I was on my own for a year, but that year was the catalyst needed to change my entire mindset on life. Because after those major life changes, I was still stuck with ruminating thoughts of doubt, insecurity, fear, and unworthiness. I was still looking in the mirror, questioning what was wrong with me and believing I was meant to suffer forever.

But therein lies the problem: my beliefs. What you believe is what you get, so of course my life wasn't great. I was walking around believing I was less than, believing I deserved shitty things to happen to me, believing I had no power to do anything. In regards to life in general, I believed it wasn't worth it and people were selfish pricks who used and abused Earth as if she has no soul (I still somewhat think that, though not the entire population). My beliefs were being projected right out in front of me and there was nothing I could do about it.

Or, was there?

As controversial as it may be, the pandemic was a blessing in disguise for me. Those periods of solitude gave me the opportunity to reflect and change my life in an instant. I went down and dirty into the depths of my thought process, realizing majority of the thoughts I had were wrapped in some sort of negativity: imagining non-existent fights, hating on myself, thinking people thought lowly of me, chalking up good things happening as a fluke and bad things happening as standard, did I mention hating on myself? My mind was a dark pit I desperately wanted out of.

Once I was aware of how dark my mind was, I challenged myself to bring the light back in. I challenged myself to counter every negative thought with positivity. Doubting myself... what if everything worked out? Getting rejected... what if there's something better out there for me? Failing to stick to my goals... what if I tried again?

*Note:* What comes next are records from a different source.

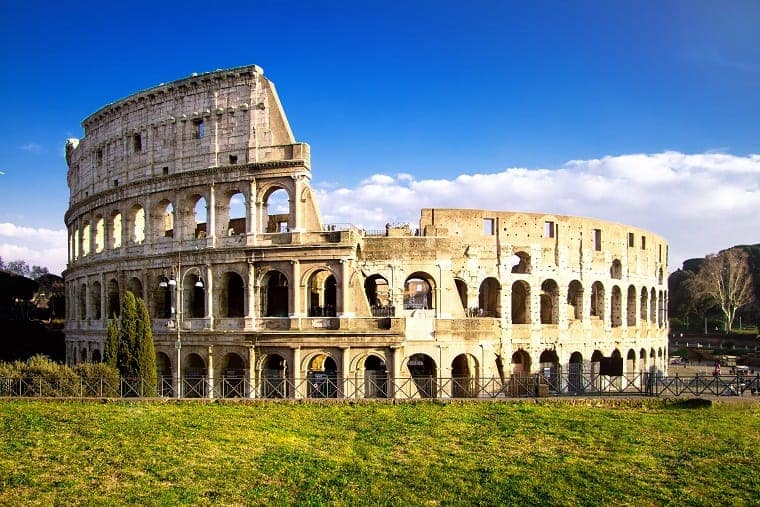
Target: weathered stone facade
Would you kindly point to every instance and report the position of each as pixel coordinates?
(174, 195)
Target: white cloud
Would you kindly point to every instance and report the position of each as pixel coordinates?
(699, 202)
(36, 246)
(31, 148)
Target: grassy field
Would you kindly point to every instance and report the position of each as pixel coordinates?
(150, 453)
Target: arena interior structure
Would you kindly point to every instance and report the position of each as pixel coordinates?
(195, 196)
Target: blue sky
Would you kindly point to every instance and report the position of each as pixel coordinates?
(397, 98)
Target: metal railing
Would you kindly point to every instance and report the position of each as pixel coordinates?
(378, 385)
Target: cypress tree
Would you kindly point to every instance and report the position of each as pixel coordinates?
(126, 360)
(111, 349)
(145, 352)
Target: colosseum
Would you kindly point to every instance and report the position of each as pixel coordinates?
(195, 195)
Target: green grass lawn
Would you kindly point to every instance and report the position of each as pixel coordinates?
(648, 453)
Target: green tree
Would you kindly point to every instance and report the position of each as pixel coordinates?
(145, 351)
(126, 359)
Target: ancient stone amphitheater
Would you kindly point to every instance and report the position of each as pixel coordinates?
(195, 195)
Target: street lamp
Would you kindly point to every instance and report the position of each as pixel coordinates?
(175, 290)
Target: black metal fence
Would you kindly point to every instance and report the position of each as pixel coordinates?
(317, 386)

I'll say, it's not easy heading towards the light when you're so used to the dark. Feels artificial at first. But the light is where destiny lies. The light is where the minute and big changes occur for the better. The light showed me I'm here to be the light, for myself and others.

I found my purpose in the light.

My purpose is to help those like myself who've felt the darkness consume them to the point of (perceived) no return. My purpose is to show those like myself who've given up on their dreams realize those dreams are felt for a reason. Giving up isn't an option. We have been given free will for a reason, why not take advantage and make life how we want it to be? Every single one of us is here purposefully, to create a life unique to us.

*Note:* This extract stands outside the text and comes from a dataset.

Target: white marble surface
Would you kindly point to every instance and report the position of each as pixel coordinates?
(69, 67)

I went from wanting to be a singer, to getting a degree in Psychology and wanting to be a therapist, to working as a corporate recruiter, to going viral on TikTok for women's health, to starting my own herbal business, to failing (perceived) and pivoting to wholistic health and Traditional Western Medicine, to becoming a certified Medical Astrologer. My life path has been winding all over the place, but my purpose has remained the same: to be of service and help change people's lives for the better. To be the light!

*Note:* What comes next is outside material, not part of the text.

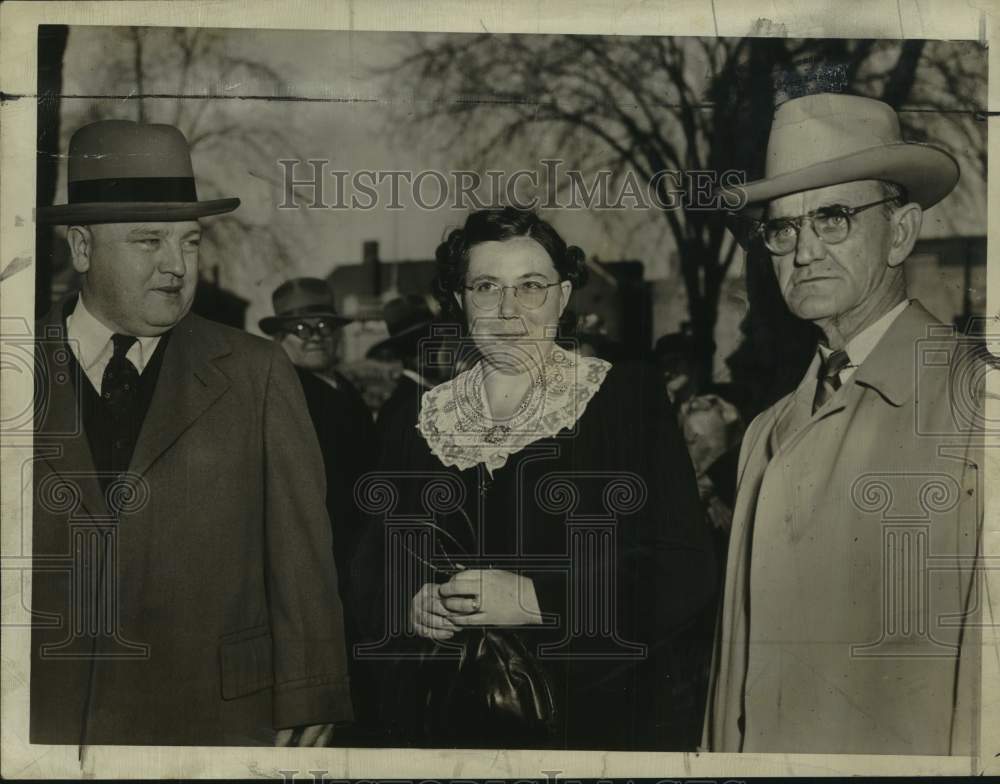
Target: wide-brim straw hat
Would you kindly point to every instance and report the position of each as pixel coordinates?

If the light's been missing from your life for a while, or if you've never felt it, know it exists. Know you're meant to feel it, embody it, and have it change your life positively. Life is full of hardships, but that doesn't mean it has to feel like your own personal hell. Heaven on Earth exists and it starts in your mind.

What can you do right now to allow some of the light back in? What area of life has felt so dark, the thought of any light touching it sounds impossible? If it's your physical environment, Astrocartography is a thing. If you aren't happy where you're living, astrology can help you find the place where you'll shine. If it's your physical or mental health, Medical Astrology is a thing. If your health is suffering, astrology can help you find balance and strength in ways that're unique to you. If it's your financial circumstances, I'm positive astrology can help with that, too. Clearly I'm a nerd for astrology, but I wouldn't be pushing it if it were "nonsense".

Woo woo or not, you never know what'll work unless you try. Be willing to try. Be willing to broaden your horizons to help dissipate the dark clouds hanging over your head like they were me.

Be willing to let the light back in.